Le man­dat, comme le com­pro­mis, doivent pré­ci­ser les condi­tions de déter­mi­na­tion de la com­mis­sion et la par­tie qui en a la charge. Rap­pe­lons que l’agent immo­bi­lier ne peut deman­der, ni rece­voir, direc­te­ment ou indi­rec­te­ment, des com­mis­sions ou des rému­né­ra­tions d’une per­sonne autre que celle men­tion­née comme en ayant la charge dans le man­dat et dans l’engagement des par­ties. En consé­quence, les juges consi­dèrent que l’agent immo­bi­lier ne peut pré­tendre au paie­ment de sa com­mis­sion par l’acquéreur, qui s’y est engagé dans l’acte authen­tique, alors que le man­dat sti­pu­lait que la com­mis­sion était à la charge du ven­deur. Ega­le­ment, le man­dat qui pré­cise un « prix net ven­deur » infé­rieur au prix de vente « com­mis­sion com­prise » ne désigne pas vala­ble­ment l’acquéreur comme devant en sup­por­ter la charge. Dans ce cas, la dési­gna­tion de l’acquéreur était impli­cite et résul­tait de la logique de l’indication du prix. Les juges écartent cepen­dant le droit à com­mis­sion de l’agence : la par­tie qui a la charge de la com­mis­sion doit être expres­sé­ment sti­pu­lée. Dans ces deux affaires, les juges ouvrent tou­te­fois une pos­si­bi­lité de régu­la­ri­sa­tion. Par une conven­tion, les par­ties à la vente peuvent s’engager à rému­né­rer l’agent immo­bi­lier. Cette conven­tion n’est valable que si elle est pos­té­rieure à la signa­ture de l’acte authen­tique de vente.

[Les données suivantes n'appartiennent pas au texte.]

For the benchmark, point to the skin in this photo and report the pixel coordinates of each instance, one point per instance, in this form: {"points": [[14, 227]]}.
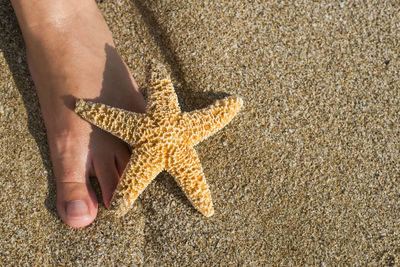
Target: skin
{"points": [[71, 54]]}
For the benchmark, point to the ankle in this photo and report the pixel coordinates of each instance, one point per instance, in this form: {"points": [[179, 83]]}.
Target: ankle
{"points": [[36, 16]]}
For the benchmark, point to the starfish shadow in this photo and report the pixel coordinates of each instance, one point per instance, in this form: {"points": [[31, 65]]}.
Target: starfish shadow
{"points": [[13, 49]]}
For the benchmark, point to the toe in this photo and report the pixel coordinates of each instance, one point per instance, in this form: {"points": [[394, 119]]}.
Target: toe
{"points": [[76, 203], [107, 175], [76, 199]]}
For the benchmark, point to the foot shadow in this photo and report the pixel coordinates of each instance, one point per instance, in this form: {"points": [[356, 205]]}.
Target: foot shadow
{"points": [[13, 48]]}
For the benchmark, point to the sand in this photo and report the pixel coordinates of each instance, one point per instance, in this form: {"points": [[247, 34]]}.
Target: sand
{"points": [[308, 172]]}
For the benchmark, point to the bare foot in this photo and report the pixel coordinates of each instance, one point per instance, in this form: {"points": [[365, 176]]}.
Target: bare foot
{"points": [[73, 56]]}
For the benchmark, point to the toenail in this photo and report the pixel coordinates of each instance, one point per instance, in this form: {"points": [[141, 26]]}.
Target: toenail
{"points": [[77, 208]]}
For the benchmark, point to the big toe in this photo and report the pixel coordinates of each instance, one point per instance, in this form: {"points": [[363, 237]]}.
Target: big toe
{"points": [[76, 203]]}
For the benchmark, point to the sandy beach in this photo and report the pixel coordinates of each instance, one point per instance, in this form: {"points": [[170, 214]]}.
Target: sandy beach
{"points": [[307, 173]]}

  • Articles 6 L. 1970 et 73 D. 1972
  • Cass. 1re civ., 21 février 2006

Les modi­fi­ca­tions appor­tées au man­dat : l’avenant

Aucun texte ne régle­mente expres­sé­ment l’avenant au man­dat. Mais, au vu des règles qui pré­cèdent, en cas de modi­fi­ca­tion du man­dat concer­nant tant le prix que la com­mis­sion ou la par­tie en ayant la charge, il convient, afin de sécu­ri­ser le droit à com­mis­sion de l’agence, de pro­cé­der à une modi­fi­ca­tion du man­dat par un ave­nant. Une inter­ro­ga­tion per­siste concer­nant un ave­nant rela­tif à une baisse de prix. Convient-il d’appliquer le barème des hono­raires de l’agent immo­bi­lier au nou­veau prix lorsque sa réduc­tion entraîne un chan­ge­ment de tranche ? Plu­sieurs fon­de­ments jus­ti­fient une réponse posi­tive. D’une part, le décret d’application de la loi Hoguet indique que « si le man­dat pré­voit une rému­né­ra­tion for­fai­taire, celle-ci peut être modi­fiée lorsque le prix de vente ou de ces­sion retenu par l’engagement des par­ties est dif­fé­rent du prix figu­rant dans le man­dat ». D’autre part, le prin­cipe géné­ral de bonne foi et de loyauté contrac­tuel les posé à l’article 1134 du Code civil peut jus­ti­fier l’application du barème au nou­veau prix.

  • Article 1134 du Code civil lAr­ticle 75 D. 1972

Sou­li­gnons par ailleurs que, dans le cas d’un ave­nant à un contrat signé à domi­cile, les juges écartent l’application de la loi sur le démar­chage. Par ana­lo­gie, l’avenant au man­dat signé en dehors de l’agence serait donc exclu du champ d’application de cette loi. Le man­dant ne béné­fi­cie­rait donc pas d’un délai de renon­cia­tion pour la signa­ture de l’avenant. Cette solu­tion se jus­ti­fie par l’existence préa­lable entre les par­ties d’un contrat. Selon les juges, l’avenant modi­fie un contrat pré­exis­tant et ne fait donc pas l’objet d’un démar­chage mais de pour­par­lers entre les cocon­trac­tants ini­tiaux. La loi sur le démar­chage à domi­cile trouve tou­te­fois à s’appliquer dans le cadre de la signa­ture d’un man­dat hors de l’agence.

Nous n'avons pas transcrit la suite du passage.